Colonel Lucius Protheroe, churchwarden and local magistrate, is "the kind of man who enjoys making a fuss on every conceivable occasion" and gets an opportunity when a pound note disappeared from the offertory bag. So now he wants he wants to go over the church accounts, "in case of defalcations," but there's also trouble brewing closer to home. Lawrence Redding is a young painter who drifted into the village and is using a shed in the garden of the vicarage as a studio to paint a portrait of the vicar's wife, Griselda. When he's not working on the portrait, Redding is painting the colonel's daughter, Lettice, in her bathing dress. Colonel Protheroe found out and old worldly forbade the young artist the house. So the village gossip among each other if there's anything between Lawrence Redding and Lettice Protheroe, but Miss Marple believes the artist is likely involved with quite another person ("that kind of old cat is always right"). Miss Marple is proven correct when the vicar catches Redding in flagrante delicto with the colonel's wife, Anne Protheroe.
This "nasty tangle" finishes setting the stage for murder as, not long thereafter, the body of Colonel Protheroe is found in the vicar's study at the vicarage. Inspector Slack, "a man more determinedly strive to contradict his name," appears to have an open-and-shut case on his hands when Redding confesses to having shot Colonel Protheroe, but a second confession, medical evidence and two perfectly acceptable alibis topples his apple cart. So he has began all over again trying to piece together how a stopped desk clock running fifteen minutes fast ("to induce punctuality"), the scrawled letter the victim was writing with the time neatly printed at the top and the sound of a gunshot that was heard coming from the woods figure in the colonel's murder – which also brings some otherwise peripheral characters into view. Like a man named Archer, "an inveterate poacher," who had been sentenced several times by Colonel Protheroe in his role as magistrate. Dr. Stone, a well-known archaeologist, had recently arrived in the village to lead the excavation of a barrow on Colonel Protheroe's property, but there already been several disputes between the two. Mrs. Lestrange, "the Mystery Lady of St. Mary Mead," went to see Protheroe the night before he was killed. And nobody seems to have any idea what about. So "a lot of queer things about this case."

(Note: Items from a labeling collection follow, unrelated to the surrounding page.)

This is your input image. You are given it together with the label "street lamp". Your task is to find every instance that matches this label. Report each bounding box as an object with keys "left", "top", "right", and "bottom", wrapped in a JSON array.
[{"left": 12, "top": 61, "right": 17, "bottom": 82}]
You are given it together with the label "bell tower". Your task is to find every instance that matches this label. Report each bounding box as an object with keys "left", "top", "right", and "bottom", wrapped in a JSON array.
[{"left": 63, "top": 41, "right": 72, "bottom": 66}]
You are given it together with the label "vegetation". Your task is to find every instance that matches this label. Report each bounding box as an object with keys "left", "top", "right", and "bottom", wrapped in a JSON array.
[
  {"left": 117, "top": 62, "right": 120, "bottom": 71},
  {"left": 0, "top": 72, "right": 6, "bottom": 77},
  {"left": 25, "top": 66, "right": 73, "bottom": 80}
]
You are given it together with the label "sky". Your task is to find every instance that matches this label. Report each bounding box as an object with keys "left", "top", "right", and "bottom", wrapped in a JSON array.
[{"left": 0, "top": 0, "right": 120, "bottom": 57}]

Miss Marple pops in and out of the story, often at the most opportune moments, until the time arrived to begin tidying up, but it was done in an incredibly anticlimactic way showing Christie was still a few years away from realizing her full potential. Miss Marple simply tells whodunit, why and how, which is then followed by an off-page scene in which the murderer falls into a police trap. It should have been done the other way round. The ending should have come with Miss Marple urging Slack to bait a trap without naming the murderer and concluding with the trap closing to reveal the (hopefully) surprising identity of the culprit, because it would immediately beg for an explanation. Miss Marple can then sit back and answer all the questions in the last chapter. It would have improved the ending considerably.
Regardless of the slightly anticlimactic ending and clues/red herrings not being as abundant as in coming novels, The Murder at the Vicarage is still a very good, solid and early example of the thoroughly British countryside mystery. More importantly, The Murder at the Vicarage gives the reader a glimpse of Christie testing and developing certain ideas that in the years ahead would shape some of her most celebrated and timeless detective novels. Not as polished or fine-tuned, of course, but a clear sign that both Christie and the detective story as a whole were about to go into full bloom. Just a shame this incarnation of the Miss Marple character was abandoned upon her return in The Body in the Library. We could have had a Miss Marple who steamed open letters in The Moving Finger to find out what being written in those scandalous poison pen letters.